If a trip meets the rules of the House, “we ought to allow members to do it,” Boehner told “Fox News Sunday.” “We can’t lock members up in a cubbyhole here in Washington and never let them see what’s going on around the country and around the world.”

As for his own trips, he said on NBC’s “Meet the Press” that “people invite me to go give speeches, and I go give them.”

At the same time, Boehner encouraged both political parties in the House and the Senate to continue discussing lobbying reform. The issue is likely to grow heated this year given the recent guilty pleas by lobbyist Jack Abramoff to federal fraud and conspiracy charges and the forthcoming trial of DeLay on state money-laundering charges in Texas.

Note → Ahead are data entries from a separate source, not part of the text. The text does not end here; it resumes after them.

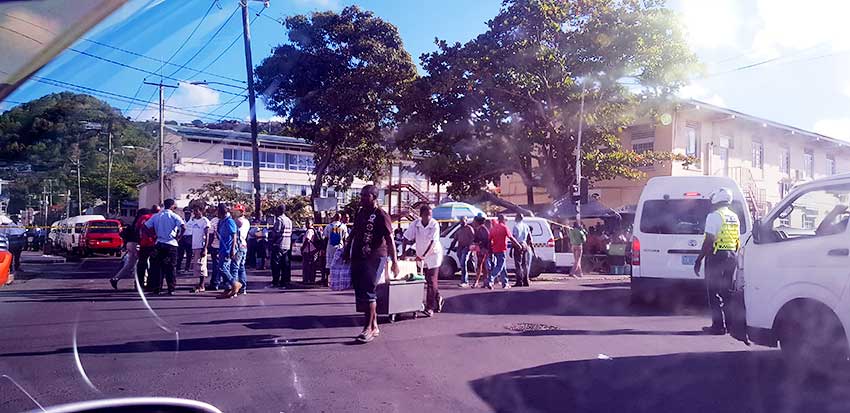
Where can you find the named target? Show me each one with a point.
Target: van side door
(803, 252)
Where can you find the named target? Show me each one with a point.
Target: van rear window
(680, 216)
(103, 227)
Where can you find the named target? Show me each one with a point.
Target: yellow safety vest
(728, 239)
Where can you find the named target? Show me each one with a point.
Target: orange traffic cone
(5, 266)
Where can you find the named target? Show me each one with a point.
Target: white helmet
(721, 196)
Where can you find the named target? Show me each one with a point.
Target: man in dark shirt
(481, 246)
(371, 245)
(462, 240)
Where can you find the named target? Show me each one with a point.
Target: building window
(785, 160)
(643, 147)
(692, 134)
(809, 163)
(830, 165)
(758, 155)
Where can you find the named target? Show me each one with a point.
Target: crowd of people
(217, 245)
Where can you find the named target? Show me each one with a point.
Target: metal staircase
(754, 194)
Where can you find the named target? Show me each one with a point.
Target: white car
(795, 270)
(668, 233)
(541, 235)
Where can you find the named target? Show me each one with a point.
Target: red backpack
(147, 236)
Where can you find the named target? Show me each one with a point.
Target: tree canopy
(339, 81)
(508, 101)
(50, 134)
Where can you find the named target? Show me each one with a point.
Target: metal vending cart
(402, 295)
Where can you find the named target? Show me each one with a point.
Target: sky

“We need to deal with the underlying problems we have today,” Boehner told Fox News. “And I believe that disclosure of the relationship between those who lobby us, whether they be paid lobbyists here in Washington, those from agencies or others,” would “let the American people take a look at how this relationship works.”

Boehner did not offer any new specifics on tightening rules.

Since his elevation to the second-highest position in the House -- one that some political observers speculate could make him speaker, the top post, before the decade is over -- Boehner has come under attack for his own ties to lobbyists. On NBC, he defended those ties this way: “I’ve got 11 brothers and sisters; my dad owned a bar. What you see is what you get. And I’ve got a very open relationship with lobbyists in town.”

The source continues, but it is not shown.